Durante el foro, Óscar Mendoza Cervantes, co-director de la plataforma Práctica: Laboratorio para la Democracia, enfatizó que garantizar el derecho a la vivienda requiere no solo políticas de financiamiento accesibles y producción social de vivienda, sino también escuchar y reconocer la voz de las comunidades que enfrentan estas carencias diariamente. “Sin la voz organizada de las comunidades, cualquier política de vivienda será letra muerta”, advirtió.

Entre sus propuestas destacó la necesidad de impulsar la producción habitacional social adaptada a cada contexto, asegurar suelo urbano gestionado con transparencia, diseñar esquemas financieros solidarios y fortalecer la coordinación entre los tres niveles de gobierno.

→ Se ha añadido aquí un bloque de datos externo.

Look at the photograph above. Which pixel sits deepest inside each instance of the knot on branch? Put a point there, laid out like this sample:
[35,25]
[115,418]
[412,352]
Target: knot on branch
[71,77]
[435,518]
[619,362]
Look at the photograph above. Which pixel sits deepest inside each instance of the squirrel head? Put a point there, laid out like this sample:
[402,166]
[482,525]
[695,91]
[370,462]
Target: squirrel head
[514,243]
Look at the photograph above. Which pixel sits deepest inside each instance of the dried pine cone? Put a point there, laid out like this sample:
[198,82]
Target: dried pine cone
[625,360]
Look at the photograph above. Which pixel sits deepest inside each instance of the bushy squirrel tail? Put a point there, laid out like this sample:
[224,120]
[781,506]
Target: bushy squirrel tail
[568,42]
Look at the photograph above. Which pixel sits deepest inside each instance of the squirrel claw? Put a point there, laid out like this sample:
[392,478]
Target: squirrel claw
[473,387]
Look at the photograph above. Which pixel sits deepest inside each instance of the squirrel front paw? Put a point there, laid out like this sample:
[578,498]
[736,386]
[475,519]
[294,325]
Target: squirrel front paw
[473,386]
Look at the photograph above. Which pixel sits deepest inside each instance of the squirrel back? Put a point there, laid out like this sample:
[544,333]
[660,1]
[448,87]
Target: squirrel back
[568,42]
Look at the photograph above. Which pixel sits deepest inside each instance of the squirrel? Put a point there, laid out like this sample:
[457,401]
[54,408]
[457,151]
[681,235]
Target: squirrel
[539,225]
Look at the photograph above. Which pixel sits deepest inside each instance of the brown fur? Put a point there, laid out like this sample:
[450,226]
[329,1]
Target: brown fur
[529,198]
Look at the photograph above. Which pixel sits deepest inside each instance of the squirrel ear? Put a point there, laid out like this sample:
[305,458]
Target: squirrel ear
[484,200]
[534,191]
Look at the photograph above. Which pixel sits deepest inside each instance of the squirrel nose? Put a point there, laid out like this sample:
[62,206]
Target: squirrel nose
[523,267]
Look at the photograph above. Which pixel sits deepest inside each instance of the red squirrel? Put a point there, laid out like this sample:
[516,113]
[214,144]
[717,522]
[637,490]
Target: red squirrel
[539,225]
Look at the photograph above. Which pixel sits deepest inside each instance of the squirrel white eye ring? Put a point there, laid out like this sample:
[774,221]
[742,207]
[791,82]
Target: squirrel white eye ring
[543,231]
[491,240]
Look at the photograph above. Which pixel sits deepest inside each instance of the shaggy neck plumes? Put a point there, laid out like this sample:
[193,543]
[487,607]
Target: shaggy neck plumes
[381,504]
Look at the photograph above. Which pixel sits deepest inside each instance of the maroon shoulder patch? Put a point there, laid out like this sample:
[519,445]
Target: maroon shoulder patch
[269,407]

En este marco, el Conared y ONU-Hábitat firmaron un acuerdo de colaboración orientado a la revisión e incidencia en propuestas de políticas públicas, alineadas con la Agenda 2030 y la Nueva Agenda Urbana, que buscan promover un desarrollo urbano sostenible e inclusivo.

Un reto de largo alcance

La meta de edificar casi dos millones de viviendas en el sexenio es ambiciosa, pero especialistas coinciden en que la prioridad debe ser la calidad, la ubicación y la sostenibilidad de los hogares. De no atender estos factores, México corre el riesgo de repetir errores que dejaron huella en el paisaje urbano: ciudades periféricas desconectadas, carentes de servicios y sin oportunidades de desarrollo para sus habitantes.

El reto del Programa de Vivienda para el Bienestar no está solo en los números, sino en garantizar que cada nueva casa represente un hogar digno, conectado y funcional, capaz de convertirse en un pilar para mejorar la calidad de vida de millones de familias mexicanas.